Importantly, automatic enrollment not only increased the number of families that signed up but affected those who participated. Parents in the first two groups who opted-in to the program tended to have higher-achieving children and be more engaged in their child’s education to begin with, as measured by prior engagement with the student portal. In contrast, automatically enrolling parents helped schools engage families with lower-performing students–something districts often struggle with.

At the end of the school year, students in the automatic enrollment group had - on average - higher grades and fewer course failures than students in the first two groups:

  • 0.06 point increase in GPA per student, the equivalent of each student boosting a C+ to a B- in one course

  • 0.2 course reduction in course failures per student, the equivalent of 1 in 5 students not failing a course they might have otherwise failed

 

Figure 3: Percentage of parents in each condition who received alerts each week (vertical black lines indicate school holidays/breaks)

 

Ultimately, given the positive effects of the program on academic outcomes and the inability of the opt-in method to reach families with lower-performing students, how districts enrolled families mattered in terms of equity and efficiency.

Simple enrollment results in greater parent satisfaction

Simple enrollment options also made parents more likely to request the technology moving forward. In a school district survey, parents who were able to opt-in or opt-out via text message were more likely to say they’d like to use the technology the next school year than parents who had to sign up on the district’s website.

Given the potential for communication tools to boost academic achievement, districts concerned about equity in student resources should consider not only what tools they make available, but how they make them available.

All of these findings show how critical it is for school district decision-makers to understand that when it comes to the adoption and effectiveness of new technologies, roll-out matters – for financial investment and the intended efficacy.
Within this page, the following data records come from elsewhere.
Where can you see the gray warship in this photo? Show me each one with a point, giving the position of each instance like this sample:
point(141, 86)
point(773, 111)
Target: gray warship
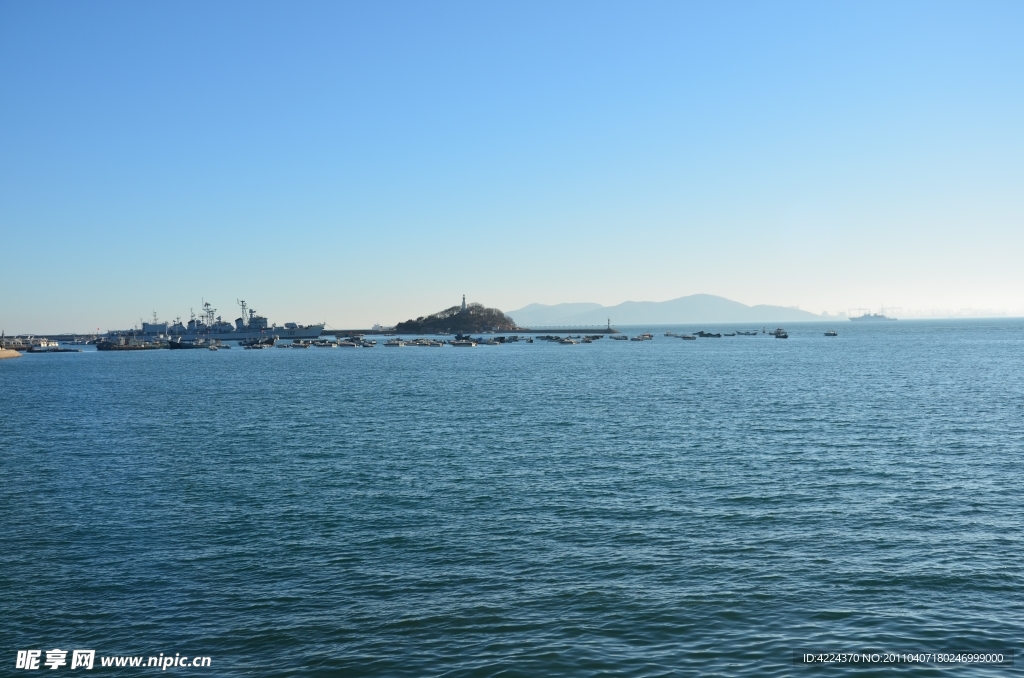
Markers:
point(209, 326)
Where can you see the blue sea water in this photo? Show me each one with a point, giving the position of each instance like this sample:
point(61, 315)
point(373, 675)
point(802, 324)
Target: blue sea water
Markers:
point(654, 508)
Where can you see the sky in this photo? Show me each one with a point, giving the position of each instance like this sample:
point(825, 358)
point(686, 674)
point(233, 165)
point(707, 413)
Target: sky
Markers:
point(357, 163)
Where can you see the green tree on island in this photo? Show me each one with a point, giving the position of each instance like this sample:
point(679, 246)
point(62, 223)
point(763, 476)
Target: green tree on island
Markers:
point(465, 319)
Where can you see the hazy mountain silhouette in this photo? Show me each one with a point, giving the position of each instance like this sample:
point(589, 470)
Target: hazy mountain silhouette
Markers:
point(694, 308)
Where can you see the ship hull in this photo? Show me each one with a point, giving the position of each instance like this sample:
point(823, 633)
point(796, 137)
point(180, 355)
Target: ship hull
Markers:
point(308, 332)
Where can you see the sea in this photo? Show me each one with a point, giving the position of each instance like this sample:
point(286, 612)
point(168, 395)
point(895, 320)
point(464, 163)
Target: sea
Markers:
point(722, 507)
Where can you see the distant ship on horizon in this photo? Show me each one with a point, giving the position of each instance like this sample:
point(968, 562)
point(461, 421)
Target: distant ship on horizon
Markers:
point(250, 327)
point(881, 315)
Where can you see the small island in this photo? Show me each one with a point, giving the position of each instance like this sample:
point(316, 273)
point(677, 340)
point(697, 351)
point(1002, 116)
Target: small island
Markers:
point(460, 320)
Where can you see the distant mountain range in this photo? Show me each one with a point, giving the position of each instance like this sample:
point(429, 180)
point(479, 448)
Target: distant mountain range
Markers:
point(694, 308)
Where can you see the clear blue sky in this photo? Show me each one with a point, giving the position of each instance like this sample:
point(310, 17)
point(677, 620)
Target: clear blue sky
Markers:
point(361, 162)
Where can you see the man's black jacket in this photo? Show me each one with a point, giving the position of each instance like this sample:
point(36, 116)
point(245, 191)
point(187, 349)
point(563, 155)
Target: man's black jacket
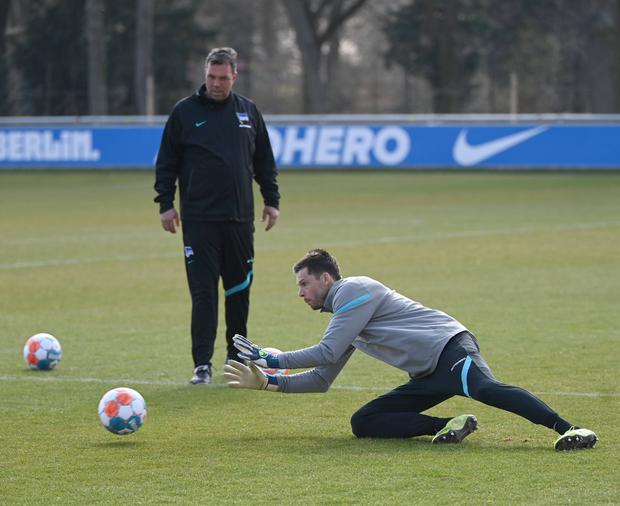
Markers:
point(214, 149)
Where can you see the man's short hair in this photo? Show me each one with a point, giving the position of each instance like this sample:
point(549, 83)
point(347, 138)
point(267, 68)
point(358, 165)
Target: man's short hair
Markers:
point(318, 261)
point(223, 56)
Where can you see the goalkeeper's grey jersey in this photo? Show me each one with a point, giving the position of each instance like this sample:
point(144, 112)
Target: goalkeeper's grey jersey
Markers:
point(372, 318)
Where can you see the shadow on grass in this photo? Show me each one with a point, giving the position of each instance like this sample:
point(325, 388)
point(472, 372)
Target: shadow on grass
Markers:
point(119, 443)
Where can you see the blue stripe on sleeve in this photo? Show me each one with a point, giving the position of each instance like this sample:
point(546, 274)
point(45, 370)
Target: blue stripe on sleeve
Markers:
point(354, 303)
point(241, 286)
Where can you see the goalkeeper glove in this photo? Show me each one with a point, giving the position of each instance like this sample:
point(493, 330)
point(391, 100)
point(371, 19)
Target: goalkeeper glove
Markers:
point(240, 375)
point(250, 351)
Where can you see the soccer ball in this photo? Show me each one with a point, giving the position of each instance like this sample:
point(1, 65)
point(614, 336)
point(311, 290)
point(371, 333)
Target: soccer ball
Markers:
point(275, 351)
point(42, 351)
point(122, 411)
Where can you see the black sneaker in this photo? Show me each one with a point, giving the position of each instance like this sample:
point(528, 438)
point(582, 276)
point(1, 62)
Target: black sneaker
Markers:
point(576, 439)
point(456, 429)
point(202, 375)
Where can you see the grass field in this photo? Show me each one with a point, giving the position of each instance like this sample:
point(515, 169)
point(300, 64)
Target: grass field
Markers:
point(529, 262)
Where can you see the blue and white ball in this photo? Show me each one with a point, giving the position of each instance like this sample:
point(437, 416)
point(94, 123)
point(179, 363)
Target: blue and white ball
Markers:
point(122, 411)
point(42, 351)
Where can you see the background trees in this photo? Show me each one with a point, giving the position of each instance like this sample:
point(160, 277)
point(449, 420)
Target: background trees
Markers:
point(74, 57)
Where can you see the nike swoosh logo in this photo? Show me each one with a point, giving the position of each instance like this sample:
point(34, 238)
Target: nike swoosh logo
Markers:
point(465, 154)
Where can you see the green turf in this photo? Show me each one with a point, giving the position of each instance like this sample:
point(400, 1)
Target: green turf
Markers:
point(529, 262)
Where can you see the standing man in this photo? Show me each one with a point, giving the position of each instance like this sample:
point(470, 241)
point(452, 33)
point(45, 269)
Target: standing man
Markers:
point(440, 355)
point(214, 143)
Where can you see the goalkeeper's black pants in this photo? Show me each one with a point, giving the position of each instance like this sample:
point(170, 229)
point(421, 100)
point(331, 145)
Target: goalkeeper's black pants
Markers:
point(213, 250)
point(461, 370)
Opt-out should be the default enrollment method; when provided with evidence, school districts adapt their enrollment systems

Fortunately, school decision-makers surveyed by the researchers showed a strong willingness to adapt their enrollment systems.

In a survey of 130 superintendents, principals, and family engagement coordinators in 55 school districts, the researchers show that these decision-makers vastly overestimate how likely families are to sign up for a new tool on the district’s website and vastly underestimate how many families would stay enrolled if automatically enrolled.

About 80 percent of respondents said they currently enroll parents in programs that are similar to the one studied in this paper via an opt-in method. Once they learned the real take-up rates, however, respondents were willing to pay 140% more per student to shift to an opt-out system of automatic enrollment.


*Peter Bergman is the founder and director of Learning Collider. This research is published in Organizational Behavior and Human Decision Processes, May 2020.